Setting The Stage, Delivering The Experience

Tracking commercial AV's role in live performances.

We live in the experience economy—at least so say the soothsayers of trends. In its simplest form, this means consumers are buying into holistic experiences rather than just isolated transactions. Or, rather than just buying the burger, they want not only the fries to go with it, but also the entire meal and everything wrapped around it. (And that includes the social experience of talking about it afterward!)

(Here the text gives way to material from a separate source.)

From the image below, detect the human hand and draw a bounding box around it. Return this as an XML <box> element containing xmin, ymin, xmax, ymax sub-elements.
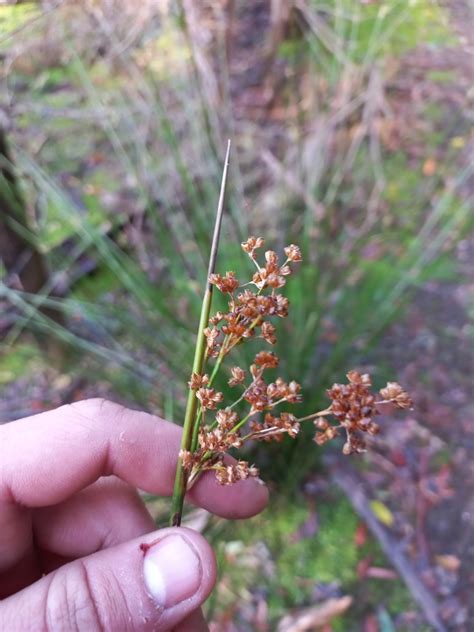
<box><xmin>0</xmin><ymin>399</ymin><xmax>268</xmax><ymax>632</ymax></box>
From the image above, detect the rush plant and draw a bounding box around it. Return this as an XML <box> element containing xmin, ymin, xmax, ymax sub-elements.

For an industry like commercial AV that is based on creating a compelling value proposition, this is money in the bank. Consumers’ willingness to spend up to get a more engaging total experience—whether in a store, at a show or at any other venue—suggests more revenue potential for the business. In theory, this, in turn, increases improvement-project scopes and budgets as the decision-makers seek to ensure an exceptional experience. Integrators then benefit as these companies turn to the experts so as best to align technology with their needs. The question is, does this happen in reality? According to recent research from AVIXA, the answer is a mixed bag.

AVIXA recently turned its research lens on the live-performance sector, as another volume in its growing series of Market Opportunity Analysis Reports (MOAR). Live performances are one part of the broader live-events market, and they often represent temporary installations of AV hardware for touring shows across a diverse set of venues. Thus, leasing and support service are common aspects of the AV provider solutions for the space.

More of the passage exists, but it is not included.